Los Grant: Eligiendo Uno Entre Los Dos - Capítulo 133
- Inicio
- Todas las novelas
- Los Grant: Eligiendo Uno Entre Los Dos
- Capítulo 133 - 133 Capítulo 133 La Consumación de Ethan Grant y Yvette Aston como Marido y Mujer
Tamaño de Fuente
Tipo de Fuente
Color de Fondo
133: Capítulo 133: La Consumación de Ethan Grant y Yvette Aston como Marido y Mujer 133: Capítulo 133: La Consumación de Ethan Grant y Yvette Aston como Marido y Mujer “””
—¿Por qué molestarse, arruinando el negocio del jefe?
Con ojos ardientes, Yvette Aston caminó aturdida hacia su habitación.
¿Por qué estaba molesta?
¿De qué exactamente estaba molesta…
Hace seis años, cuando Charlotte Summers trajo a Jayden Grant para atraparla en el acto en un hotel, y Jayden no confió en ella, no parecía tan disgustada como lo estaba ahora.
Todos esos sentimientos de inferioridad, impotencia y miedo fueron repentinamente suprimidos.
En el momento en que Wendy Bell expuso sus sentimientos y dijo que le gustaba Ethan, ella entró en pánico.
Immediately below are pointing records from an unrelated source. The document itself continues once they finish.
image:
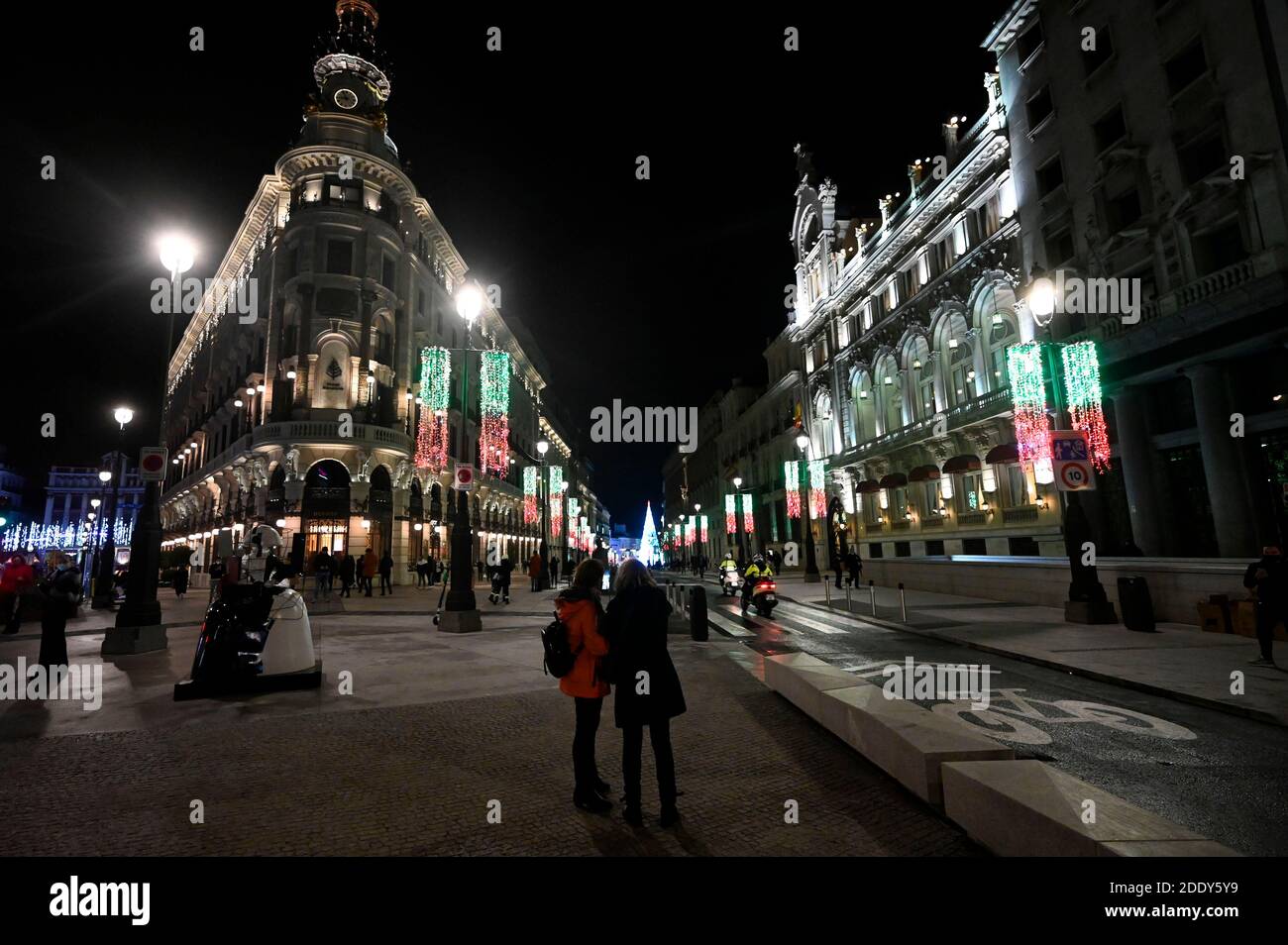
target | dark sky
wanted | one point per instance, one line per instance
(653, 291)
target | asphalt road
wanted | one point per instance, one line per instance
(1220, 776)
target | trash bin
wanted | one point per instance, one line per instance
(698, 613)
(1134, 602)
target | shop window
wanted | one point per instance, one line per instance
(1202, 158)
(1218, 249)
(1094, 58)
(1039, 107)
(339, 257)
(1111, 129)
(1185, 67)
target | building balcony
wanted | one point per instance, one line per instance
(368, 437)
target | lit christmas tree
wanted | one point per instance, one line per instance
(651, 553)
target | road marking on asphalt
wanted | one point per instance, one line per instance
(759, 621)
(809, 622)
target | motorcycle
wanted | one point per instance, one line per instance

Tenía miedo de que otros descubrieran sus pensamientos.
Especialmente Ethan.
No podía dejar que Ethan lo supiera…
Que a ella le gustara Ethan era una mancha en él.
«Yvette, no te conviertas en una broma otra vez…»
Una broma, ella era solo una broma.
Solo porque Ethan era diferente a los demás, ella arrogantemente sintió algo por él.
Asqueroso…
Yvette sentía que era asquerosa.
Debería mirarse en el espejo.
Ver si era digna.
Al entrar en la habitación, Yvette intentó con todas sus fuerzas mantenerse sobria, pero parecía que estaba enfermando nuevamente.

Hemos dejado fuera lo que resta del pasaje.